Konsep "Lingkup Pengaruh" dan Elastisitas Hukum Internasional

Seorang Wakil Presiden Asosiasi Amerika menyebutnya dengan tepat: peran Washington sebagai "polisi" di lingkup pengaruhnya. Konsep abad ke-19 ini masih berlaku, mengikis prinsip "tatanan berbasis aturan" abad ke-21. Logika penegakan hukumnya elastis: kedaulatan dan kehendak rakyat dihormati hanya jika selaras dengan kepentingan strategis AS. Jika tidak, intervensi dibenarkan. AS memegang dua pedoman: satu untuk mengajari dunia, dan satu lagi untuk membenarkan pengecualian bagi dirinya sendiri.

Ancaman Terselubung dan Pemaksaan Tanpa Suara

Ironi semakin nyata ketika Presiden AS mengisyaratkan "solusi" militer untuk kartel narkoba di Meksiko. Presiden Meksiko, dalam menanggapi, hanya bisa berusaha menegaskan hubungan baik yang rapuh. Ini menunjukkan wibawa hegemonik: kemampuan untuk menangkap pemimpin di negara tetangga, sambil mengancam operasi serupa di tempat lain. Negara yang menjadi target sering kali hanya bisa memprotes dengan hati-hati, sebuah bentuk pemaksaan tanpa suara yang menggarisbawahi ketimpangan kekuasaan yang ekstrem.
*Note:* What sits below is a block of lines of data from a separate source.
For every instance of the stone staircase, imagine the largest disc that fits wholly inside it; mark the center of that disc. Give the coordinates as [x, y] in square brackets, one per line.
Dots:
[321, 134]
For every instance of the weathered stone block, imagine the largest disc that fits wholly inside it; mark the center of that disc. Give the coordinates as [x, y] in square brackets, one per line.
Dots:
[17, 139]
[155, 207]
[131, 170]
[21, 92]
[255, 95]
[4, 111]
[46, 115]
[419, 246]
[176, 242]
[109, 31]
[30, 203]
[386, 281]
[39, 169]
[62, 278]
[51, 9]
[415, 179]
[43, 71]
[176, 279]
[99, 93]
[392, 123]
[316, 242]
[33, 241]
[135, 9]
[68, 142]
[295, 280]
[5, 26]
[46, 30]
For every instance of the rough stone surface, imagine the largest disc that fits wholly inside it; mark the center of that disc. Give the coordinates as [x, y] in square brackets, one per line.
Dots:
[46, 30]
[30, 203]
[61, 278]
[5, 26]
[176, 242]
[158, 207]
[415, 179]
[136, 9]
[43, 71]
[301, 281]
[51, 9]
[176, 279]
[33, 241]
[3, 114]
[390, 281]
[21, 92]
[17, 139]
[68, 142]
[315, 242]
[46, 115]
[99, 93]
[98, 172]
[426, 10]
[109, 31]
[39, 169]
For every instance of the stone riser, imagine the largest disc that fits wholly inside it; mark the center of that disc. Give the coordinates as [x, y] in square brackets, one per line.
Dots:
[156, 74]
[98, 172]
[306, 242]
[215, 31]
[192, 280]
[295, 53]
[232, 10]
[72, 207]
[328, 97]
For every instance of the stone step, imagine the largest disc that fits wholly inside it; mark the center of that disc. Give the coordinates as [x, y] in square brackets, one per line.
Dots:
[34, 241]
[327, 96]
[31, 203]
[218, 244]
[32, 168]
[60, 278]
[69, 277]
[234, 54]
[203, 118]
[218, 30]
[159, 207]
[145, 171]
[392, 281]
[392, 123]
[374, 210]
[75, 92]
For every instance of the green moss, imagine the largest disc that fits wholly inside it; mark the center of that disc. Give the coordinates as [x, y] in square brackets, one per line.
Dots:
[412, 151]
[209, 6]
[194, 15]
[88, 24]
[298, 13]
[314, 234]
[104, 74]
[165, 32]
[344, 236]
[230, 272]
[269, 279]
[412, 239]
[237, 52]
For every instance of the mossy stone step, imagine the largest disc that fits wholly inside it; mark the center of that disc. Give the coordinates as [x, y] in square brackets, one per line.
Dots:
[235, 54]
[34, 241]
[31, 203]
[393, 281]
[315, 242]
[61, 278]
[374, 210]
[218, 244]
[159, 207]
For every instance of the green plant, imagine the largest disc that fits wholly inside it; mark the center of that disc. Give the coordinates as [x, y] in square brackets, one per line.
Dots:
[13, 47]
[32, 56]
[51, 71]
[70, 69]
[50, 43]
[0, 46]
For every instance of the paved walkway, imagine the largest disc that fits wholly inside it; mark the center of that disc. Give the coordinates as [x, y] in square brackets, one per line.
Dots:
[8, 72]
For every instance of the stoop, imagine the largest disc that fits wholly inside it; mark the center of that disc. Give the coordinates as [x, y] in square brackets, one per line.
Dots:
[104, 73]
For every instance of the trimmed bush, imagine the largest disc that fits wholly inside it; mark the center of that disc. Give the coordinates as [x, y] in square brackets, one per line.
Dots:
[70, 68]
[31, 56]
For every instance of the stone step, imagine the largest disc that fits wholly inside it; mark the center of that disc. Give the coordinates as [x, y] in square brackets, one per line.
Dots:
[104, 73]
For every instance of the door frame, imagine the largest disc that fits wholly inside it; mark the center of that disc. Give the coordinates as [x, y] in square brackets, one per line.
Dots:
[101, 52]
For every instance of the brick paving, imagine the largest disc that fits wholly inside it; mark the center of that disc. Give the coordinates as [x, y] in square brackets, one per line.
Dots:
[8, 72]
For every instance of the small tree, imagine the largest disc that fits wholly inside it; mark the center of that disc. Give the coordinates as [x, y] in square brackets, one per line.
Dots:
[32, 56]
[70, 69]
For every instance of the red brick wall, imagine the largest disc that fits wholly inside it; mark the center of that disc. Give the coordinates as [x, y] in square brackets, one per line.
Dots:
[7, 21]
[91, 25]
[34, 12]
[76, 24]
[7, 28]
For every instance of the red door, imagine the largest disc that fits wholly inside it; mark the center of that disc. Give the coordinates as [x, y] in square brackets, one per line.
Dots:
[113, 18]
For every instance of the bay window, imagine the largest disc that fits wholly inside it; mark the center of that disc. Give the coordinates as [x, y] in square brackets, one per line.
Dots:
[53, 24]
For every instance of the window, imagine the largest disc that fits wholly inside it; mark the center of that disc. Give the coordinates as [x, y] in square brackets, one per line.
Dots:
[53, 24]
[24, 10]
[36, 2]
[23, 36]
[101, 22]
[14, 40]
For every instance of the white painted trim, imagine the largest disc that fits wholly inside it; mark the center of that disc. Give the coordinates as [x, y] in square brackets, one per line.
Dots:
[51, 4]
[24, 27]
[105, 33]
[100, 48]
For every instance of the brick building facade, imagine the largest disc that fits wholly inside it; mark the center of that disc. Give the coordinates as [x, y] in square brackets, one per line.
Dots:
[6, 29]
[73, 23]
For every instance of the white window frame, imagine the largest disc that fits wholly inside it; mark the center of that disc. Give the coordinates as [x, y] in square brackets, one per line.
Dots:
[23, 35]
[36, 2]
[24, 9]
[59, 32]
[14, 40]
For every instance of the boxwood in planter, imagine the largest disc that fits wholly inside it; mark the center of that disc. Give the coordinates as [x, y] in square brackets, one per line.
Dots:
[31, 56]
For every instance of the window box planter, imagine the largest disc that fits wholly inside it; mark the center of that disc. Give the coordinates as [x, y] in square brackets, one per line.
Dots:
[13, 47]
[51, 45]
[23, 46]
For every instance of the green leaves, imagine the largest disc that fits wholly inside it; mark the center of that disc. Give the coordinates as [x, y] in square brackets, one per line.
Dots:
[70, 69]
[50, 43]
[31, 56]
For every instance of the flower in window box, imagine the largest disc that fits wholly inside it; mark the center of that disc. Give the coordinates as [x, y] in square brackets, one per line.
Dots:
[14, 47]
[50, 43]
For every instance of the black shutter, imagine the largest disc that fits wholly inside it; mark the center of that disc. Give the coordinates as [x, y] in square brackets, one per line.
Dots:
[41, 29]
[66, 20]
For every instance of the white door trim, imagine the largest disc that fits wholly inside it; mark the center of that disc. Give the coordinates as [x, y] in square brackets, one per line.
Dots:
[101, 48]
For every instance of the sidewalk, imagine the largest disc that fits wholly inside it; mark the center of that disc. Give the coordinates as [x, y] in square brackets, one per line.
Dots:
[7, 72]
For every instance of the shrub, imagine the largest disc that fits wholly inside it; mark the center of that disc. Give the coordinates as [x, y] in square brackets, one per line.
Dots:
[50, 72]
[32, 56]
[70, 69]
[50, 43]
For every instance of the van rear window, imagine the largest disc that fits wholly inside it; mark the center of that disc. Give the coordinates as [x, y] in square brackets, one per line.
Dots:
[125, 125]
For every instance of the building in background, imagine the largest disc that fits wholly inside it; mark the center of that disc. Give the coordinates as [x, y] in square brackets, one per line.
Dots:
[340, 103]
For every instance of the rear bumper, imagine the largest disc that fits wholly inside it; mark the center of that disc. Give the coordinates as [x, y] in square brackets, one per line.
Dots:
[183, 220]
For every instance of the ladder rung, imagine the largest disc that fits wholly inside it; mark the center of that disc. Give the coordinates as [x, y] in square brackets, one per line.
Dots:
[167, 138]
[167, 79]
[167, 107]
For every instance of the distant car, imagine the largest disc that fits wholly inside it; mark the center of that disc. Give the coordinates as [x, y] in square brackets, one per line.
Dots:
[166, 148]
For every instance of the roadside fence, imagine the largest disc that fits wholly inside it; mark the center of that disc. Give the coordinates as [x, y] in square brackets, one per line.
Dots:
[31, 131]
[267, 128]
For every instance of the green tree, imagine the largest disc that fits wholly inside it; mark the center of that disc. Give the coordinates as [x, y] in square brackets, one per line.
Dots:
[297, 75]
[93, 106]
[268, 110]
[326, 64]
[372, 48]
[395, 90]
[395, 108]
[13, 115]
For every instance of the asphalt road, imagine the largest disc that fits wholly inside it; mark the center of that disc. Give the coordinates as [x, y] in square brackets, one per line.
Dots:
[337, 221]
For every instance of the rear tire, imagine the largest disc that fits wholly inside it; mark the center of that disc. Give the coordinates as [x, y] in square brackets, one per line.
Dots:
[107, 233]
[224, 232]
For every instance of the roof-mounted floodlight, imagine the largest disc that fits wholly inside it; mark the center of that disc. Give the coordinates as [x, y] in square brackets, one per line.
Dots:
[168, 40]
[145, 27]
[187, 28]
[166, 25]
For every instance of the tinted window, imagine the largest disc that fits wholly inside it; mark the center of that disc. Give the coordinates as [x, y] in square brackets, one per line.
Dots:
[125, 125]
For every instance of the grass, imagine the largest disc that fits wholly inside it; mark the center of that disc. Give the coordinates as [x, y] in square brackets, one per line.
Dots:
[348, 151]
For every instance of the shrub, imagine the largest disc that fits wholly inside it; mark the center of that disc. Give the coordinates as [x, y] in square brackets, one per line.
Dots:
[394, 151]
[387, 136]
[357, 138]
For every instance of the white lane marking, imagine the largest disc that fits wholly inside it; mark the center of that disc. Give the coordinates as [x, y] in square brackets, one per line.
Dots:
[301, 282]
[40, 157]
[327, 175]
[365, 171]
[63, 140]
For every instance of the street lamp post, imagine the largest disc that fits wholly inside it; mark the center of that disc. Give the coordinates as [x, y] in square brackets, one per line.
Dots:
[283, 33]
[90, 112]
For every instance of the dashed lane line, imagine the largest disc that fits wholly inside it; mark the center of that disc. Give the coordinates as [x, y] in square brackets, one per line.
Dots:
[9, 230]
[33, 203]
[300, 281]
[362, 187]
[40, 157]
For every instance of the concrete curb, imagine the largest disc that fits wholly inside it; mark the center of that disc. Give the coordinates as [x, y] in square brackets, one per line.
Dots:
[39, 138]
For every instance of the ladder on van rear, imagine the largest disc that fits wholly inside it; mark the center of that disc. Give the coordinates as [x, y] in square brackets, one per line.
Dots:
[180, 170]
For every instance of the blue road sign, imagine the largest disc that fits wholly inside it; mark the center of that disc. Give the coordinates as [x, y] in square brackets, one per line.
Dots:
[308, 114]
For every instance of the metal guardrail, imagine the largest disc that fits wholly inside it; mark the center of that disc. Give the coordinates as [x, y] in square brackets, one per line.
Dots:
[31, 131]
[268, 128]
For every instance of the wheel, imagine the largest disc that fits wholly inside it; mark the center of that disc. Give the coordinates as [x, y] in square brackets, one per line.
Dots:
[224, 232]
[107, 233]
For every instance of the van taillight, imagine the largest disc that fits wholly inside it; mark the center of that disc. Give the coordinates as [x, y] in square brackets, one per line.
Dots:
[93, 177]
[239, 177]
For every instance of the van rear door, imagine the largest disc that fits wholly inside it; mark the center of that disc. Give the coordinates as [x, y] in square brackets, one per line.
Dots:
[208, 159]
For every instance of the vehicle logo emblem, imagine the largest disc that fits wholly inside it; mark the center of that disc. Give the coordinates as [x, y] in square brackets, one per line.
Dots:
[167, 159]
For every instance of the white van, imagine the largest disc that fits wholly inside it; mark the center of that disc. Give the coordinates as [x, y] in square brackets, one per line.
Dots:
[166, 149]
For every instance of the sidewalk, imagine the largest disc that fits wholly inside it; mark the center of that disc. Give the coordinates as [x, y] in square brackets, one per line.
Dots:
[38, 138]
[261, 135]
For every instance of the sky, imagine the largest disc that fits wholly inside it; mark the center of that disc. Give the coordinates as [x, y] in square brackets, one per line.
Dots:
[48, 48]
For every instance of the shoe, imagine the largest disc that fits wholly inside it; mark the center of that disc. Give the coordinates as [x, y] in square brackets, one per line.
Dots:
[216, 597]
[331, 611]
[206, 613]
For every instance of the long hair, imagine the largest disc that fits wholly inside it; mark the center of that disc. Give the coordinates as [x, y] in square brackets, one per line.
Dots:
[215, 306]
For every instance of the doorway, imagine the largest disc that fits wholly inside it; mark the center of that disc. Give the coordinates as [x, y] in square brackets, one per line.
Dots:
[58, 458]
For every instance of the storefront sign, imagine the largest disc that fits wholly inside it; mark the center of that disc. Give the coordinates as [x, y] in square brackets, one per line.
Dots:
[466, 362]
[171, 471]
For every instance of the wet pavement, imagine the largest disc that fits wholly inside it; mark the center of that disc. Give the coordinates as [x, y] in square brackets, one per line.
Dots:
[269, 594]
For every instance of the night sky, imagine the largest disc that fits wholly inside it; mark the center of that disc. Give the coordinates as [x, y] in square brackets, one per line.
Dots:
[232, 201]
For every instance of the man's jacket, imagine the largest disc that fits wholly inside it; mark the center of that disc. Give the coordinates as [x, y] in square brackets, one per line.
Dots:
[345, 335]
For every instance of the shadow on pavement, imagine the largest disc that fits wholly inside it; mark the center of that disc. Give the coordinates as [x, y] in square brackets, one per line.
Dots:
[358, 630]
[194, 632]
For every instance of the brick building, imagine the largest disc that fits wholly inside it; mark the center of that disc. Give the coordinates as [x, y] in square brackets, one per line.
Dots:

Kesimpulan: Bayangan Panjang dari Kota di Atas Bukit

Cahaya "kota di atas bukit" kembali diklaim untuk menerangi Venezuela. Namun, bagi banyak negara Amerika Latin, cahaya itu justru menerangi bayangan panjang intervensi, kudeta, dan kedaulatan yang diinjak-injak. Kisah klasik ini terulang bukan karena kelupaan, tetapi karena keyakinan hegemonik bahwa kekerasan adalah alat utama penyelesaian politik. Yang perlu "diadili" bukan hanya seorang pemimpin, tetapi mentalitas dan kebiasaan berpikir yang menganggap kekuasaan sebagai hak untuk mendefinisikan keadilan bagi orang lain. Sayangnya, pengadilan untuk itu belum pernah dibangun.